Atak Niemców na Polskę 1 września 1939 r. zaczął się od zbombardowania Wielunia o godzinie 4:40. Hitlerowskie bombowce Luftwaffe otworzyły ogień do bezbronnych, śpiących ludzi. Niemcy zniszczyli kościół, synagogę, rynek i szpital, pod którego gruzami zginęli pacjenci oraz personel. Centrum Wielunia zrównano z ziemią.
Julien Bryan, amerykański dokumentalista i fotoreporter zjawił się w Warszawie 7 września 1939 r. z zamiarem utrwalania na kliszy i taśmie filmowej realiów wojny. Jego fotografie, jako symbol nazistowskiego terroru, stały się rozpoznawalne na całym świecie. Tak reporter wspomina wykonanie jednej z najsłynniejszych swoich fotografii:
Kiedy fotografowałem ciała, przybiegła dziesięcioletnia dziewczynka i jak sparaliżowana stanęła nad jedną z zabitych. Kobieta była jej starszą siostrą. Dziecko nigdy dotąd nie widziało śmierci i nie mogło zrozumieć, dlaczego siostra się do niej nie odzywa.
– Co się stało! – krzyknęła. A potem pochyliła się, dotknęła twarzy martwej dziewczyny i cofnęła się z przerażeniem.
– Och, moja piękna siostro! – załkała. – Co oni z tobą zrobili! Jesteś taka brzydka!
A po paru sekundach:
– Proszę, odezwij się do mnie! Proszę, proszę! Co się ze mną stanie bez ciebie!

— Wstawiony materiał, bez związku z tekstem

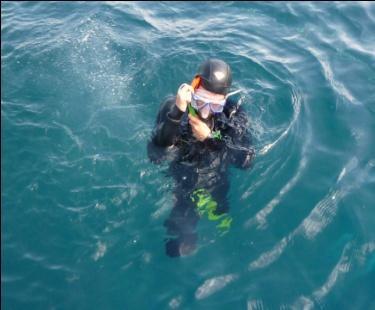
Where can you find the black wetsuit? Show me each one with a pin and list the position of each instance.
(197, 165)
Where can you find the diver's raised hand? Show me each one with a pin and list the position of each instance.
(183, 97)
(200, 130)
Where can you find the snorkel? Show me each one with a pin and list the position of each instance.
(195, 84)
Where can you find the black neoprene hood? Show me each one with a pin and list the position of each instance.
(215, 75)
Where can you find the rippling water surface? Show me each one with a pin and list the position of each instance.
(83, 208)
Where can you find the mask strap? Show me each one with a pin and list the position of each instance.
(195, 83)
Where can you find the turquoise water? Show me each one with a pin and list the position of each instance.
(83, 208)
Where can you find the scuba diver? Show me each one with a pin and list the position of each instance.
(202, 132)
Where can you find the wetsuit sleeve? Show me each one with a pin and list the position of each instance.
(238, 141)
(166, 131)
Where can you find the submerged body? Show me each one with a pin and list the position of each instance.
(199, 168)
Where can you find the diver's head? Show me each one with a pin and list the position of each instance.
(211, 85)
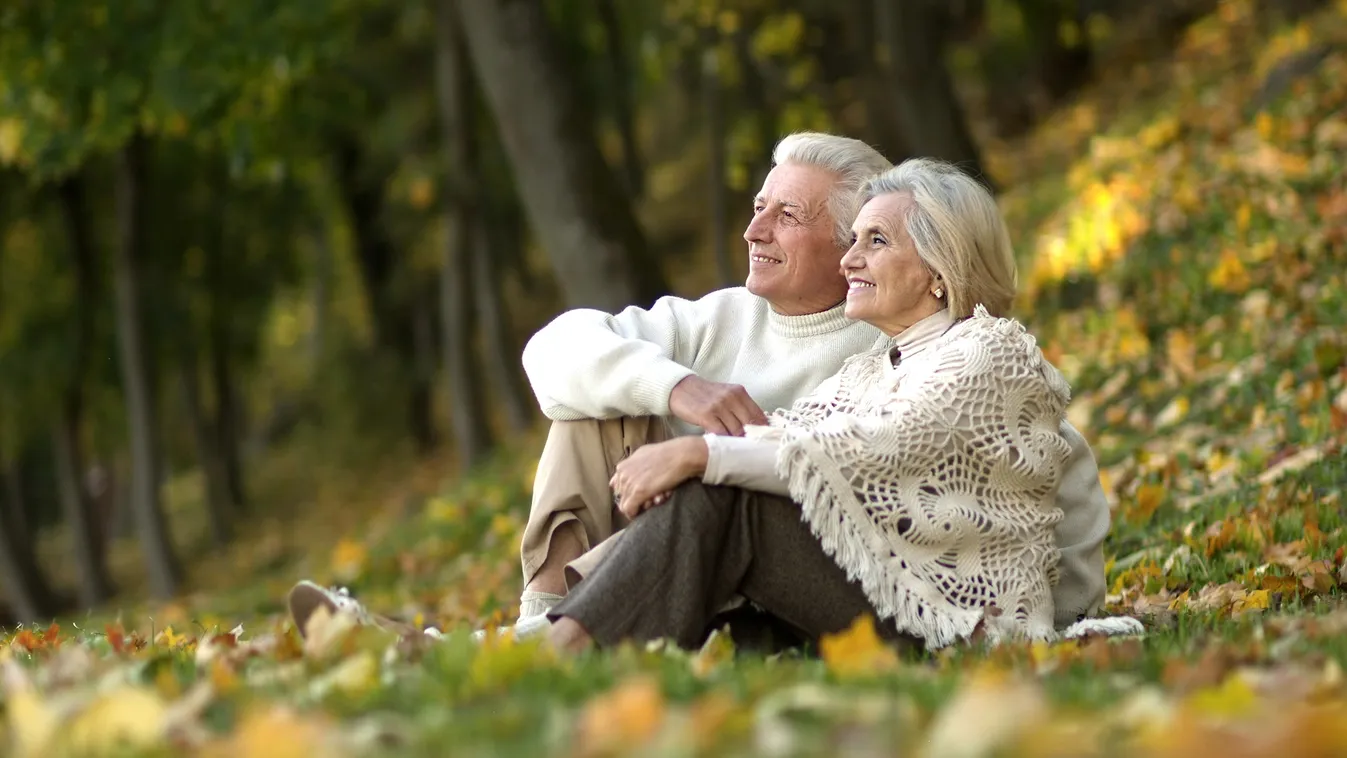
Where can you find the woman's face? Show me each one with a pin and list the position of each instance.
(889, 286)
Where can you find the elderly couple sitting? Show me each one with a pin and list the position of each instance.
(858, 430)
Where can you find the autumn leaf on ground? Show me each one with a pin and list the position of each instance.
(858, 650)
(622, 718)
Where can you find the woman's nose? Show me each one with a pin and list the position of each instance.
(850, 260)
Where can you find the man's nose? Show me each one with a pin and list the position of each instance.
(759, 230)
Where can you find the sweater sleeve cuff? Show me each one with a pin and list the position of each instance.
(744, 462)
(651, 391)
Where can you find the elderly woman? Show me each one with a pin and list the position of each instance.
(916, 485)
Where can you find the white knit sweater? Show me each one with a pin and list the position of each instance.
(593, 365)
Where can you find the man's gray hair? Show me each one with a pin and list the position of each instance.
(851, 160)
(958, 230)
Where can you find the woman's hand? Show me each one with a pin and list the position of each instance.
(648, 475)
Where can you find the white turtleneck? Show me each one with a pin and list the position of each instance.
(593, 365)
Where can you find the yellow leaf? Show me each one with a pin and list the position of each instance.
(625, 716)
(420, 193)
(1181, 352)
(349, 559)
(170, 638)
(1148, 500)
(354, 675)
(988, 716)
(1256, 599)
(718, 649)
(129, 718)
(326, 632)
(1230, 699)
(33, 722)
(857, 650)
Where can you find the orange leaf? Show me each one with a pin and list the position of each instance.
(116, 637)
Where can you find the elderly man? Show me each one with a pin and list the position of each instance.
(614, 381)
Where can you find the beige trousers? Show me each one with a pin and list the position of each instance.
(571, 486)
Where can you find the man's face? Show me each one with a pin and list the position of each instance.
(792, 249)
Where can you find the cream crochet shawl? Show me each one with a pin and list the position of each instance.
(934, 485)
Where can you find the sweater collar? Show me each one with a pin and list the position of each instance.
(922, 334)
(810, 325)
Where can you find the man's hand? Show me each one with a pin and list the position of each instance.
(647, 475)
(718, 408)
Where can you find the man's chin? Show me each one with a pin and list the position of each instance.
(759, 284)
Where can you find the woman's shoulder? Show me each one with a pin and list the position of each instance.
(983, 342)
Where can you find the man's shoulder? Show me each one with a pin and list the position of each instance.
(730, 299)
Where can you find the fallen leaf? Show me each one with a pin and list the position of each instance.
(858, 650)
(621, 718)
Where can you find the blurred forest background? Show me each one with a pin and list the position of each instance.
(247, 245)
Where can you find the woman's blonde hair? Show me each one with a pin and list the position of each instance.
(958, 232)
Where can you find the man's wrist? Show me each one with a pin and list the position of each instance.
(695, 454)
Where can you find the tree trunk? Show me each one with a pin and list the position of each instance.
(466, 395)
(228, 440)
(214, 488)
(86, 541)
(633, 171)
(322, 284)
(503, 366)
(85, 528)
(756, 100)
(391, 310)
(1062, 67)
(714, 112)
(151, 527)
(26, 589)
(225, 443)
(912, 39)
(574, 202)
(862, 58)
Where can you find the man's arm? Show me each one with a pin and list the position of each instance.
(593, 365)
(1080, 533)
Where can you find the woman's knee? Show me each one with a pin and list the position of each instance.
(693, 508)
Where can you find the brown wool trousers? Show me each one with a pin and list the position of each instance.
(570, 489)
(679, 563)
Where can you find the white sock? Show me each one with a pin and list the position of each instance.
(536, 603)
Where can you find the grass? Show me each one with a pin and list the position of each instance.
(1184, 267)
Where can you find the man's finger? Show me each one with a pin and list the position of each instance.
(748, 409)
(732, 424)
(714, 427)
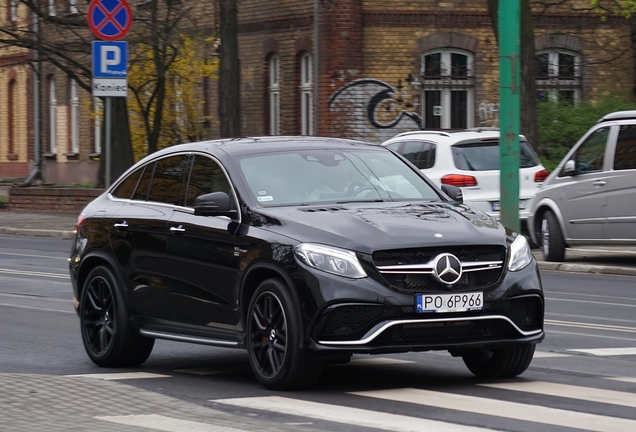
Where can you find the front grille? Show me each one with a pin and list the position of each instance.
(417, 282)
(446, 332)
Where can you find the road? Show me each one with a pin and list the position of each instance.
(583, 376)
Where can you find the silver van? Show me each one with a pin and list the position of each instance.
(590, 198)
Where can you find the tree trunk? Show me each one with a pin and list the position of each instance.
(528, 102)
(120, 147)
(229, 73)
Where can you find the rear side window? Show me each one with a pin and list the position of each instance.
(206, 177)
(167, 181)
(421, 154)
(484, 156)
(625, 156)
(127, 187)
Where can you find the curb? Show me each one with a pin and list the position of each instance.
(587, 268)
(59, 234)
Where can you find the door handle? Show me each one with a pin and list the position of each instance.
(179, 229)
(121, 226)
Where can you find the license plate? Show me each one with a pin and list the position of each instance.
(449, 302)
(497, 207)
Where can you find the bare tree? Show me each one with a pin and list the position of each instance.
(229, 74)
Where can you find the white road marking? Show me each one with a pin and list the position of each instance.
(607, 351)
(624, 379)
(505, 409)
(32, 273)
(216, 370)
(119, 376)
(548, 354)
(592, 326)
(166, 424)
(346, 415)
(570, 391)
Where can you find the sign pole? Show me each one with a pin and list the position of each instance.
(107, 147)
(509, 117)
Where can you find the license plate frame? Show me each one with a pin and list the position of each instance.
(447, 303)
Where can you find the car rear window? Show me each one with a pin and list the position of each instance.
(484, 156)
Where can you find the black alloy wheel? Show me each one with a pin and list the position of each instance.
(552, 241)
(274, 332)
(499, 363)
(108, 337)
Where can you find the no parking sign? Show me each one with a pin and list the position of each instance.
(109, 20)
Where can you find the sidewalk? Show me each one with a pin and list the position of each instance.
(588, 259)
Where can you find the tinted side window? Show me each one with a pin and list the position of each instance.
(206, 177)
(167, 181)
(591, 153)
(625, 156)
(421, 154)
(127, 187)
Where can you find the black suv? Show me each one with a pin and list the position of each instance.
(303, 251)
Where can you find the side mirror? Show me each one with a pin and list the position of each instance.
(454, 192)
(214, 204)
(569, 168)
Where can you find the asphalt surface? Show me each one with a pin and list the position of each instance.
(38, 402)
(588, 259)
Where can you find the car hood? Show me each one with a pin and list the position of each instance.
(370, 227)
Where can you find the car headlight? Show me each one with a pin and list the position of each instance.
(520, 254)
(340, 262)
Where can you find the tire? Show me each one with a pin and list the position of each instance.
(552, 241)
(108, 336)
(274, 334)
(499, 363)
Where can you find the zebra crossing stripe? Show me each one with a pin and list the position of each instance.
(505, 409)
(347, 415)
(570, 391)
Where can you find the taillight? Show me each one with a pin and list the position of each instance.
(541, 175)
(459, 180)
(80, 220)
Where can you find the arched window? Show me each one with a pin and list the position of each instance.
(52, 116)
(74, 118)
(558, 75)
(306, 86)
(274, 95)
(448, 89)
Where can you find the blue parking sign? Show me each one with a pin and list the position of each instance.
(110, 59)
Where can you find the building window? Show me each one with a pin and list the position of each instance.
(274, 95)
(99, 116)
(52, 116)
(448, 89)
(306, 87)
(74, 118)
(11, 100)
(558, 76)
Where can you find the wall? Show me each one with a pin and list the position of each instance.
(50, 200)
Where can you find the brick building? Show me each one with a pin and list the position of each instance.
(363, 69)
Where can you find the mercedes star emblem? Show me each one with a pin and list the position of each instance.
(447, 269)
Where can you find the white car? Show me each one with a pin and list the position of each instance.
(470, 159)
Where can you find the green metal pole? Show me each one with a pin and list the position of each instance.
(509, 103)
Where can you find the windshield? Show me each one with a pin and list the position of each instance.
(484, 156)
(332, 176)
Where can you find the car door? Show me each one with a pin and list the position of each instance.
(204, 256)
(621, 186)
(582, 197)
(138, 236)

Dziecko spojrzało na nas oszołomione. Objąłem ją ramieniem i przytuliłem mocno, usiłując pocieszyć. Płakała. Płakałem i ja, płakali również dwaj oficerowie, którzy mi towarzyszyli. Co my, czy ktokolwiek, mogliśmy powiedzieć temu dziecku?
Piaśnica
Ważnym, a często nieznanym szerzej miejscem kaźni ludności polskiej, była miejscowość Piaśnica. Od jesieni 1939 r. do wiosny 1940 r. w Lasach Piaśnickich w pobliżu Wejherowa Niemcy zamordowali i pogrzebali od 12 do 14 tys. ludzi – przedstawicieli polskiej inteligencji z Pomorza Gdańskiego oraz Polaków, Czechów i Niemców przywiezionych z głębi Niemiec. Ze względu na charakter mordów Piaśnica bywa nazywana „małym” lub „drugim” Katyniem.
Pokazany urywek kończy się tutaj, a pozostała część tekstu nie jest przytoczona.